Important: The probability of $E$ is not $|E|/|S|$ . This is true for some probability spaces, but not all. Assuming that $Pr(E) = |E|/|S|$ will lead to incorrect answers for most problems.

Examples

To model the throw of a single six-sided die, we could choose the sample space $S = \{1, 2, \dots, 6\}$ . If we wanted to assume that all outcomes were equally likely, we could define $Pr(E) = |E|/6$ , but this is only one possible definition; we could certainly model a die with different likelihoods for different sides, which would give a different function.

There are many ways to model a throw of two dice. On possible sample space is

$S_1 = \{1, 2, 3, \dots, 12\}$

Another possible sample space is $S_2 = N \times N$ where $N = \{1,2,\dots,6\}$ .

There are a few things that determine a good choice:

there should be enough outcomes to describe the experiments we are interested. For example, the first sample space wouldn't allow us to ask "what is the probability that both dice are even?")
it's nice to model the problem in a way that makes the probability function easy to write down. With $S_1$ , writing down the probabilities is non-trivial, whereas it is easier to write down the probability function for $S_2$ if both dice are fair.

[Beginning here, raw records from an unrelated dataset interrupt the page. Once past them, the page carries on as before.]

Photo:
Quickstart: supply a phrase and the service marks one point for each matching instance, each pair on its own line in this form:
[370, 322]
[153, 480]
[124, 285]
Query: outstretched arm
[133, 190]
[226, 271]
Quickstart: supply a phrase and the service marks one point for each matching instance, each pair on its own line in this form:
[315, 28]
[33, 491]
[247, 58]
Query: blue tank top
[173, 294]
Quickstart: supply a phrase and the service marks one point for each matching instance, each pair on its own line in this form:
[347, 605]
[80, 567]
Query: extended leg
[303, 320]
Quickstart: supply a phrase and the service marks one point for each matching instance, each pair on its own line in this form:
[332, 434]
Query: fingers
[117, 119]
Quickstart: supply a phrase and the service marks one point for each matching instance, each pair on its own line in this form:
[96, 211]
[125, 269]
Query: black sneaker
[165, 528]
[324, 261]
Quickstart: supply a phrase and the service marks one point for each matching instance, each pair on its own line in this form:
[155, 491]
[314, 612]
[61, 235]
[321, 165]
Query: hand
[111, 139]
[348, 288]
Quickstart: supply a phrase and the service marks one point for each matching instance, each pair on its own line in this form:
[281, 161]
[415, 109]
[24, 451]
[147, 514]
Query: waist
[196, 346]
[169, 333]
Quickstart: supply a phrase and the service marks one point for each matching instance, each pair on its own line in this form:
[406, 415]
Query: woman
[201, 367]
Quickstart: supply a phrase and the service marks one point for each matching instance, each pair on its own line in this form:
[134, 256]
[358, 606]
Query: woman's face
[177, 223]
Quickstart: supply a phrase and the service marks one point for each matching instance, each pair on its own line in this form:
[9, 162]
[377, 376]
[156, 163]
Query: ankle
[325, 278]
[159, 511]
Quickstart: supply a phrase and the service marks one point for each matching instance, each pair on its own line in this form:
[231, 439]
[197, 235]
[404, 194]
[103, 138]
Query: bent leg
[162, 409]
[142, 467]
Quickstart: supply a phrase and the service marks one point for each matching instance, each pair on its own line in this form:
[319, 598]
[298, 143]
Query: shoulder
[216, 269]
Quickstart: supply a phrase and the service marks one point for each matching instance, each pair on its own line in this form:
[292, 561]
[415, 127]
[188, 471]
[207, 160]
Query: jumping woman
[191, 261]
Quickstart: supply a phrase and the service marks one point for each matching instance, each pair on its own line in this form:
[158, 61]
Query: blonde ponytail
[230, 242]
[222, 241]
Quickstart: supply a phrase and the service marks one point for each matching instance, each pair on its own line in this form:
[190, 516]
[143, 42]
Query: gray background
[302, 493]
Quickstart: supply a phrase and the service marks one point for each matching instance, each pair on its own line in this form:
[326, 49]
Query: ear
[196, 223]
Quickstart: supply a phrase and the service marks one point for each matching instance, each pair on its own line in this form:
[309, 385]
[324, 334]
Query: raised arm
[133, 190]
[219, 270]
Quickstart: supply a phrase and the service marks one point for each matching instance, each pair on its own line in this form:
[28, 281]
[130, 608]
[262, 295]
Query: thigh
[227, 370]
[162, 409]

Another example: suppose we wanted to perform an experiment by selecting a student from the room uniformly at random and sampling their height. Possible sample spaces include:

$\mathbb{R}$
some subset of $\mathbb{R}$ , such as the positive reals, or the set of numbers having somebody in the room with that height
the set of people in the room.

Again, these are all perfectly reasonable ways to model the experiment (they will of course have different probability functions). However, some of them make it easier to write down the probability function.

Properties of probability spaces

Everything else that we know about probability is derived from the definition. Here are some examples:

Notation: if there is a sample space that is clear from context, I will write $\bar{E}$ (read " $E$ complement") for $S \setminus E$ .

Claims about probability all assume that $S$ and $Pr$ form a probability space; I will not explicitly write this down.

Claim: $Pr(E) + Pr(\bar{E}) = 1$ (alternatively, $Pr(\bar{E}) = 1 - Pr(E)$ ).

Proof: By above, $E$ and $\bar{E}$ are disjoint, so $\begin{aligned} Pr(E) + Pr(\bar{E}) &= Pr(E \cup \bar{E}) && \text{by rule 3} \\ &= Pr(S) && \text{since $E \cup \bar{E} = S$} \\ &= 1 && \text{by rule 2} \\ \end{aligned}$

Claim: For all $E$ , $Pr(E) \leq 1$ .

Proof: For the sake of contradiction, suppose there were some $E$ with $Pr(E) > 1$ . By rule 2, we know $Pr(\bar{E}) \geq 0$ . Adding these inequalities together, we see that $Pr(E) + Pr(\bar{E}) > 1 + 0 = 1$ . But by the previous claim, we know that $Pr(E) + Pr(\bar{E}) = 1$ ; this is a contradiction.